JUDICIAL REVIEW


A unique characteristic exercised by the U.S. judicial system, "judicial review," is not mentioned in the Constitution. It is, considered, however, a legitimate right permitting a court "to declare invalid and thus set aside legislation or executive action which has been deemed contrary" to the meaning or interpretation of the Constitution.

The concept of judicial review was first developed in Marbury v. Madison (1803) in one of the Supreme Court's earliest and most celebrated cases, when William Marbury was appointed a justice of the peace by outgoing president, John Adams. Marbury had never received his commission, however, because of infighting between Adams and the new president, Thomas Jefferson.

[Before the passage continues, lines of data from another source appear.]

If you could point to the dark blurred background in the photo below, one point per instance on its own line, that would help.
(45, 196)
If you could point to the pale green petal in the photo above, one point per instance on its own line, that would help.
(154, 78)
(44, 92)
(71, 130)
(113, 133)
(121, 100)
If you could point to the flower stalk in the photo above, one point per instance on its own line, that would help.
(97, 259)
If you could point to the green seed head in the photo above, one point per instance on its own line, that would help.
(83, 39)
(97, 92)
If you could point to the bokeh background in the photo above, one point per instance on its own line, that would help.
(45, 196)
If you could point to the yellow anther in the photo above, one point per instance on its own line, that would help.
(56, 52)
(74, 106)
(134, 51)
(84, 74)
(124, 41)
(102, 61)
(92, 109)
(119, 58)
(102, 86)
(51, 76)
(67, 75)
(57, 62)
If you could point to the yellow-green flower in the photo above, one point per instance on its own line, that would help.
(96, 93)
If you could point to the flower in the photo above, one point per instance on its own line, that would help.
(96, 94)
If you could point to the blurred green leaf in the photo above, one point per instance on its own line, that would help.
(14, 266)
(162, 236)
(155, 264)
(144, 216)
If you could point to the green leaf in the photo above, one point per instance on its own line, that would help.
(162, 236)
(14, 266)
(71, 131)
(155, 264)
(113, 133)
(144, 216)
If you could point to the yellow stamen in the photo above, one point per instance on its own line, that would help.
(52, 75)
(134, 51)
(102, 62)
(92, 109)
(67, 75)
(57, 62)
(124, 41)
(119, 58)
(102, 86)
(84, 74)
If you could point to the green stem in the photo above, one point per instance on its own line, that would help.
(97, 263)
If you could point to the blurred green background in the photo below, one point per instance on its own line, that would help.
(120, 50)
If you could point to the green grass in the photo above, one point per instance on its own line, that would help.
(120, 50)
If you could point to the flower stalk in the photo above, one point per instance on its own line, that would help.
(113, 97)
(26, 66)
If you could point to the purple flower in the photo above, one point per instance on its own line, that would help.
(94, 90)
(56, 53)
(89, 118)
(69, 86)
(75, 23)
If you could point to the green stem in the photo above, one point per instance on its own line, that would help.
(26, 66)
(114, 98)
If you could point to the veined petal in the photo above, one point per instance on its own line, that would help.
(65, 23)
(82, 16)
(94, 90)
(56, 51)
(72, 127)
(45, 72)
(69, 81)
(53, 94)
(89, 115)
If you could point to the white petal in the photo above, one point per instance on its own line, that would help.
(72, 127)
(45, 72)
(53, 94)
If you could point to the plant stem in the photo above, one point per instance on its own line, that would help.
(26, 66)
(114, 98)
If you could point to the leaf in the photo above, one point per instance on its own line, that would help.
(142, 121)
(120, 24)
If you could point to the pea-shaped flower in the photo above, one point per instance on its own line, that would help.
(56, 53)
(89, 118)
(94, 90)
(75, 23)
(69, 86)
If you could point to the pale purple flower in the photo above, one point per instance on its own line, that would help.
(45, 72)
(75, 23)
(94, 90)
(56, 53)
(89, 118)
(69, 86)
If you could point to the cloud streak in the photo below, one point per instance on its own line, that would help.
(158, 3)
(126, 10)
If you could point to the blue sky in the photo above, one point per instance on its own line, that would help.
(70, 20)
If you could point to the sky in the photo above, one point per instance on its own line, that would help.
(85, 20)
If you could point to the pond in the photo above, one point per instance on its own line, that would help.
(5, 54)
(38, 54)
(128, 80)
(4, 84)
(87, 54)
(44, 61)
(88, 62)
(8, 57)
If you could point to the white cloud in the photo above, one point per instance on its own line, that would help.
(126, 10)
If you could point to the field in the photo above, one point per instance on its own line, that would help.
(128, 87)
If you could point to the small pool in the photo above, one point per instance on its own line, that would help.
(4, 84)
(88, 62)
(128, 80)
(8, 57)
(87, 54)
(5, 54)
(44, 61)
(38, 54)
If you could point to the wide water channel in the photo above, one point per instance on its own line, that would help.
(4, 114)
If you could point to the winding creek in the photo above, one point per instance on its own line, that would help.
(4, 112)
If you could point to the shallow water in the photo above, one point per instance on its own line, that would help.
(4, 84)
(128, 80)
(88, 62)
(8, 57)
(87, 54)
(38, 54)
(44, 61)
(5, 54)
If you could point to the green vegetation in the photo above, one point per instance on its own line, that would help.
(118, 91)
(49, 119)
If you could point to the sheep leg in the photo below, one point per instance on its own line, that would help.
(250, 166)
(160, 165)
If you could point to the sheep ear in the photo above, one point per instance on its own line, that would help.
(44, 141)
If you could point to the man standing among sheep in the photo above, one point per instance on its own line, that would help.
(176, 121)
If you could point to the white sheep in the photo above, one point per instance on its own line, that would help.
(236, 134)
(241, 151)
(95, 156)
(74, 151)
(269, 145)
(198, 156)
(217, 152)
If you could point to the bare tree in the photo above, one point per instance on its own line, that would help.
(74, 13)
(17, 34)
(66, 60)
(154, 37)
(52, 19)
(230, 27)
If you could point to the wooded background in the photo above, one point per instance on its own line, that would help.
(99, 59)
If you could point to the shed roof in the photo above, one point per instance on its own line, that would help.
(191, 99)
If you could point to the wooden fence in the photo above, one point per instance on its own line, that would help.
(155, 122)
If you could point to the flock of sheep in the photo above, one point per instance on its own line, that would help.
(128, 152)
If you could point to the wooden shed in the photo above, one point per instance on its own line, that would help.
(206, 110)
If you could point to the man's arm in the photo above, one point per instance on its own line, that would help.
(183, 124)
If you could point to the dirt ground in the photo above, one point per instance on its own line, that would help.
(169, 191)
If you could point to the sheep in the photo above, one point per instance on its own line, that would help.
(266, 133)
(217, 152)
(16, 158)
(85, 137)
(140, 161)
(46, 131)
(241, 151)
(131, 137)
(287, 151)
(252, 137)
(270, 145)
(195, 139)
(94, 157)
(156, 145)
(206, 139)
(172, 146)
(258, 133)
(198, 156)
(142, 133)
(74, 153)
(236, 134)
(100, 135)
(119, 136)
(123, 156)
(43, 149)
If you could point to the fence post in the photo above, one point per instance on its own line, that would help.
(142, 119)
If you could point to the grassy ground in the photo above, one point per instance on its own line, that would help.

Marbury successfully petitioned the Supreme Court to issue a writ of mandamus, which forced government officials to perform their duties, even though they might disagree with the results.

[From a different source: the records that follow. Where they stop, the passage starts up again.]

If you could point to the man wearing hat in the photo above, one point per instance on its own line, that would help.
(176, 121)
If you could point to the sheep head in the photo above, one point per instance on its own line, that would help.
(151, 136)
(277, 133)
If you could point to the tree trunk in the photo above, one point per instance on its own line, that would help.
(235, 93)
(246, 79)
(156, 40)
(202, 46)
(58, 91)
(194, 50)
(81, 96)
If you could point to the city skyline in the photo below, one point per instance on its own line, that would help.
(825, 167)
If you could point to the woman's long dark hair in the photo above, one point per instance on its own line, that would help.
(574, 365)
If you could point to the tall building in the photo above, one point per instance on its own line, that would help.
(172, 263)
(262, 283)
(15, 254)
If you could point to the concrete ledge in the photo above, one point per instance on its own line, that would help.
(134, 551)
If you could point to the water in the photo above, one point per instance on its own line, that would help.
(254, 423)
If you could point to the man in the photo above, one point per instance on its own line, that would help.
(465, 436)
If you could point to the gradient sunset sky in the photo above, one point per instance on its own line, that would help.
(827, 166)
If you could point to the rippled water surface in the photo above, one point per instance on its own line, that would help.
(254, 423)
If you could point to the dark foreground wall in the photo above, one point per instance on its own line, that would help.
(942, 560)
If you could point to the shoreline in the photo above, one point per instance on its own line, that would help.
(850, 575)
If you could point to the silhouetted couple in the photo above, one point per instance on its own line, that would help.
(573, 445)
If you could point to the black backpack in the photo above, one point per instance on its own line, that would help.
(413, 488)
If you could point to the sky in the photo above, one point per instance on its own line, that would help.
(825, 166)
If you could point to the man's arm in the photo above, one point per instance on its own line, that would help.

In the unanimous decision by the Supreme Court, Chief Justice John Marshall laid the groundwork for the future authority of the Court by stating that the judicial branch of the government is responsible "to say what the law is.... This is the very essence of judicial duty." Although the Judiciary Act of 1789 had allowed the Court to issue writs of mandamus in the first place, the justices had previously considered them contradictory to the meaning of the Constitution.

Marbury v. Madison thus established an important function of the Supreme Court, as well as all other U.S. federal courts. Although Marbury v. Madison did not hold that the justices amend the law or the Constitution -- they could only interpret it -- the premise of judicial review gave the Court, and thus, the entire U.S. judicial system, much greater power.